The time: Morning.
The location: Liverpool Wharfs.
The place: The HMS Elysium, a British Warship currently taking on troops and supplies bound across the Atlantic.
The persons: Captain Noah Doyle, Lieutenant Solomon Culver, Midshipman Ezra Frood.
The morning mist clung to the Liverpool docks like damp gauze, shrouding the bustle of soldiers, sailors, and stevedores in a haze that smelt of tar, salt, and sweat. Captain Noah Doyle of Her Majesty’s Ship Elysium stood firmly on the quarterdeck, hands clasped behind his back, his eyes fixed upon the slow procession of red-coated Marines and blue-coated artillerymen tramping up the gangplank - grizzled veterans mingling uneasily with wide-eyed recruits, filed aboard in a stream of discipline and weary resignation. Doyle’s sharp eyes missed nothing.. Their boots struck the worn planks in heavy rhythm, muffled by the gulls’ cries and the groaning of rigging above. Crates of powder, cannon shot, and provisions followed, hoisted and stowed by the ship’s company with a mixture of seasoned ease and impatient grumbling.
The Elysium lay anchored in the bustling port of Liverpool, her sails furled, her rigging creaking gently in the spring breeze. By evening tide, if the tide and winds did not conspire against him, the Elysium would leave the safety of the Mersey and point her prow towards Dublin, where fresh supplies and cargo awaited before she braved the Atlantic’s vast uncertainty.
Her course: the West Indies, and the crown colony of St. Albion—a speck of English soil in waters thick with enemies; an outpost too often forgotten by London, where the garrison clung to duty with too few men, too little powder, and half the rations required to sustain them. Doyle needed no reminding that the garrison there was starved of men and material, that each day the thin red line of soldiers held ground against hunger, fever, and the constant threat of foreign sails on the horizon. Doyle knew well enough the importance of this voyage: if Elysium faltered, the colony itself might soon fly a foreign flag.
The Captain’s brow furrowed as his gaze drifted beyond the docks, to the horizon that lay beyond English waters. Out there, French and Spanish sails prowled like wolves on the hunt. Even the Dutch, allies by treaty, could not be trusted at sea, for a prize-rich English transport might tempt even the most righteous skipper to "forget" his oaths. Doyle knew the sea was governed by appetite as much as by law and the Dutch, though sworn allies, had captains who valued prize-money more than treaties, and would not hesitate to “mistake” an English ship for legitimate bounty. He knew too well the language of privateers and opportunists for he himself had had many opportunities for the same things in the past.
And yet it was not only the dangers of the ocean that troubled him. His earlier introduction to Lieutenant Roger Harburne—the Marine commander assigned to this detachment—had left a sour taste as bitter as cheap rum. The introduction, had been brief and brusque. Doyle, who prided himself on the discipline of his ship and the quiet competence of his crew, found little to admire in a man who carried himself with such evident vanity. Harburne bore himself with a bit of what Doyle felt was too much of an overconfident swagger that leaned too far into arrogance, his words dripping with the certainty of a man who believed he was owed obedience by birthright rather than earned respect.
Nearby, Doyle’s officers whispered their own doubts. Lieutenant Solomon Culver, weather-beaten and steady, leaned toward the youthful Midshipman Ezra Frood, who stood as stiff as the mast itself in his eagerness to prove himself.

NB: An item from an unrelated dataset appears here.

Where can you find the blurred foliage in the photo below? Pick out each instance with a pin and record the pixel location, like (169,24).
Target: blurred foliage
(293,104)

“Aye,” muttered Lieutenant Solomon Culver at his side, his face turned just enough to catch Doyle’s eye. “Lieutenant Harburne of the Marines.” He let the name hang in the air like smoke from a bad pipe. “Seems to think rather highly capable of himself. Too cocky by half, if you’ll forgive me, sir.” Midshipman Ezra Frood, standing awkwardly on the deck, nodded with youthful eagerness, though the lad’s eyes betrayed the anxious energy of one who had yet to taste the full bite of an ocean crossing. He shifted his hat nervously.

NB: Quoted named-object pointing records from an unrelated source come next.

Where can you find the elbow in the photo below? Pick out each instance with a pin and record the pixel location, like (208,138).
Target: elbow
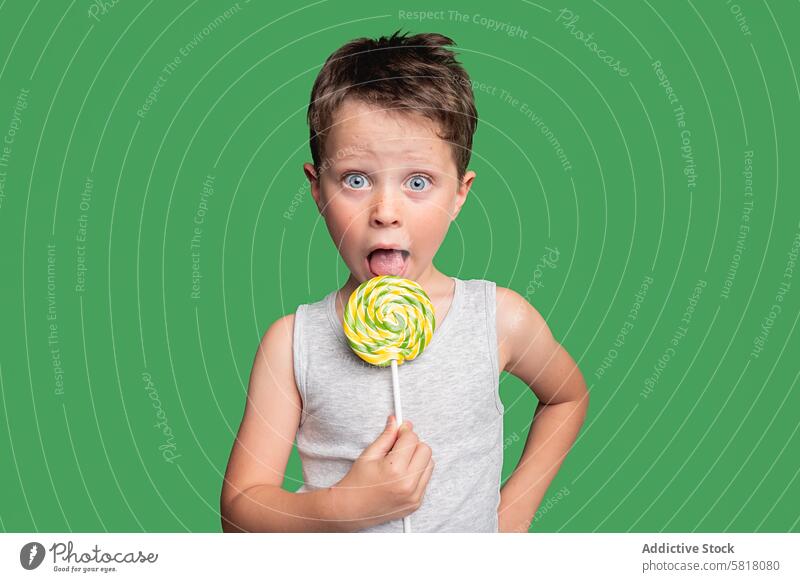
(226,513)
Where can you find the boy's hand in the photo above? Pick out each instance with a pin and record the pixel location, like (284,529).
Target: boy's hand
(389,478)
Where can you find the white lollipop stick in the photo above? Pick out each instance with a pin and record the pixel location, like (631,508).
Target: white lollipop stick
(398,413)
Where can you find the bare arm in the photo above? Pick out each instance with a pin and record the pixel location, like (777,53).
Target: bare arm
(252,498)
(528,350)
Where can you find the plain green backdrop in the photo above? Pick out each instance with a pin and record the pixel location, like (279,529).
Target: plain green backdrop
(145,251)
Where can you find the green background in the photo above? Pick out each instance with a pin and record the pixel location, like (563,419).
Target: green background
(712,447)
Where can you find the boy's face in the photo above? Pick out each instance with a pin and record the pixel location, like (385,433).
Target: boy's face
(387,181)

Doyle allowed himself the faintest sigh. He had seen many men undone not by shot or storm, but by their own arrogance. He prayed Harburne’s pride would not prove another hazard on a voyage already laden with them. Doyle turned his head just enough for his voice to carry, though his eyes remained fixed upon the troops boarding. “Even so,” he said evenly, “you do not earn a Marine’s commission by sitting at a desk, nor by scratching your name upon documents, nor by marching men around a parade ground every afternoon at three o’clock.”
His tone was calm, but Culver and Frood knew a reprimand when they heard one. Both nodded quickly, understanding that their Captain had chastised them without spectacle, maintaining their dignity before the crew. That, too, was Doyle’s way.
Still, as the last crates of powder were hoisted aboard and the Marines’ polished muskets gleamed faintly in the lowering sun, Doyle murmured almost to himself, “Let this voyage be swift, steady, and uneventful.”
He did not truly believe it would be.